It survived a tornado strike in 1957 and a fire in 1962. The theater sat empty for 14 years until Lisa and Edwin Cabaniss purchased it in 2009.

Liles says the music venue filled a void in 2010, opening during the recession at a time when artists who would normally play big rooms were scaling down, because fans weren’t going out as much.

“They had to check it out and once they got here, they found out how nice it sounds in here, and how the audience is real attentive,” said Liles. “A lot of Dallas audiences are real loud and kind of chatty during the shows. Here, they give the artists their undivided attention. Artists really appreciate that kind of thing.”

In the last five years the stage at The Kessler has seen Grammy hopefuls and Grammy winners.

Dallas native St. Vincent – who won Best Alternative Music Album on Sunday night – played The Kessler twice in 2011.

“She just came out of nowhere and now she’s like an international superstar,” said Liles.

Dave Alvin and Phil Alvin, nominated this year for Blues Album, played at The Kessler last summer.

2013 nominee John Fullbright has taken this stage twice.

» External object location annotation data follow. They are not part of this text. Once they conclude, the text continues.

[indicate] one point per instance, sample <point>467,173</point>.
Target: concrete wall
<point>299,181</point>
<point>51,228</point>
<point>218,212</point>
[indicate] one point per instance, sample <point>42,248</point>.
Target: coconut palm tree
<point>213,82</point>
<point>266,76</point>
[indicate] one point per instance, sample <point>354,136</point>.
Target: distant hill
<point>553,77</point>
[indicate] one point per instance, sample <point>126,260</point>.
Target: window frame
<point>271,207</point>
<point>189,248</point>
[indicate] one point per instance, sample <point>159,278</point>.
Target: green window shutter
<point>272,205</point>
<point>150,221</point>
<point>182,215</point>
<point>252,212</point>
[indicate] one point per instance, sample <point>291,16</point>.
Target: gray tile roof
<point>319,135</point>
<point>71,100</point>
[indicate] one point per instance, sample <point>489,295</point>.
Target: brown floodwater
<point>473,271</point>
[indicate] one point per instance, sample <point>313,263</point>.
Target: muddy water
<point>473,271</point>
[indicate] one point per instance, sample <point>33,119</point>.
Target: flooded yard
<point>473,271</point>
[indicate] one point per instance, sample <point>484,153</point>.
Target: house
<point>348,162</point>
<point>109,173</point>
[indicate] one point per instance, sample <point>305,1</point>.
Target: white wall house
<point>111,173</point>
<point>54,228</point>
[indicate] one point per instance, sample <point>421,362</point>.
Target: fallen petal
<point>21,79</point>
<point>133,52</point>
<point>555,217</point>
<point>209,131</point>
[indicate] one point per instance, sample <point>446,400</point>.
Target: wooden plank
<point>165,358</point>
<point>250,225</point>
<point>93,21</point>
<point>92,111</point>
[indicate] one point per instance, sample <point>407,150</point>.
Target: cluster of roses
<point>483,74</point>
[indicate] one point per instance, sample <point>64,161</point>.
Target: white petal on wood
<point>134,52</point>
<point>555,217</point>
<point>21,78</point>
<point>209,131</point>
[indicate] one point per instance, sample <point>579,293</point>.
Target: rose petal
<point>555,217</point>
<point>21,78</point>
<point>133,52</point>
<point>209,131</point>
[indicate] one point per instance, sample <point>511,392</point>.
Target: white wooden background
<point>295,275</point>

Flaco Jimenez played The Kessler last fall; he was presented a Lifetime Achievement Award at the 2015 ceremony.

Edie Brickell won a Grammy last year for a record she made with Steve Martin. The Oak Cliff native has also played The Kessler twice.

“The artists who write and create their own music – they’re the ones that really want to be known for something. They’re the ones who want to leave a legacy behind that people will remember,” said Liles.

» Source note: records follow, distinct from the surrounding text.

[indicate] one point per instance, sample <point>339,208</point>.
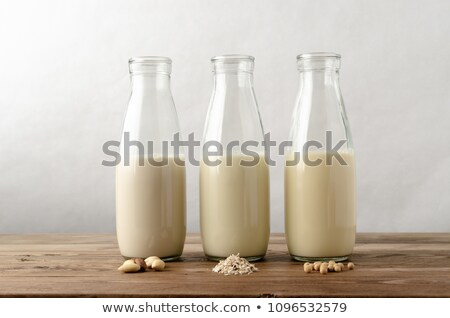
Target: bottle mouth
<point>318,61</point>
<point>232,58</point>
<point>150,65</point>
<point>233,63</point>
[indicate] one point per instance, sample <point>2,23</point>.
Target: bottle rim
<point>318,55</point>
<point>150,60</point>
<point>232,58</point>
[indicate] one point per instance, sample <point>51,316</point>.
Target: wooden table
<point>75,265</point>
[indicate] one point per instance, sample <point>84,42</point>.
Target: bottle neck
<point>233,81</point>
<point>152,82</point>
<point>319,80</point>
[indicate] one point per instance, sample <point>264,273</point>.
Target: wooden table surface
<point>75,265</point>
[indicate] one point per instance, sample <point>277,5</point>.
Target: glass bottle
<point>320,217</point>
<point>150,179</point>
<point>234,182</point>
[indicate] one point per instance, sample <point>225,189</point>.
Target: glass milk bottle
<point>150,179</point>
<point>320,217</point>
<point>234,182</point>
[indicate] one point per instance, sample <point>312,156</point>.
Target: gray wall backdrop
<point>64,86</point>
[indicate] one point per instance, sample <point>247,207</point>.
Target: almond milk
<point>234,208</point>
<point>150,209</point>
<point>320,216</point>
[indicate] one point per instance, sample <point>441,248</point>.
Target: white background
<point>64,86</point>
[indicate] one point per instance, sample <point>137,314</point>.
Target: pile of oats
<point>234,265</point>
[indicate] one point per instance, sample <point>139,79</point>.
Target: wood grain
<point>74,265</point>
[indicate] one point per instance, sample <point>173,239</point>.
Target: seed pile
<point>324,267</point>
<point>234,265</point>
<point>140,265</point>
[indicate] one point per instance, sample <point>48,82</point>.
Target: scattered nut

Liles estimates, 60 to 70 percent of the talent who takes the stage at The Kessler have been or will be recognized with a Grammy award or nomination over time.

“It’s always great having Grammy-nominated artists play here. You can tell it’s huge for them in this era of the music business – having that Grammy nomination or Grammy award is pretty much the best indicator for your overall success in the marketplace,” said Liles.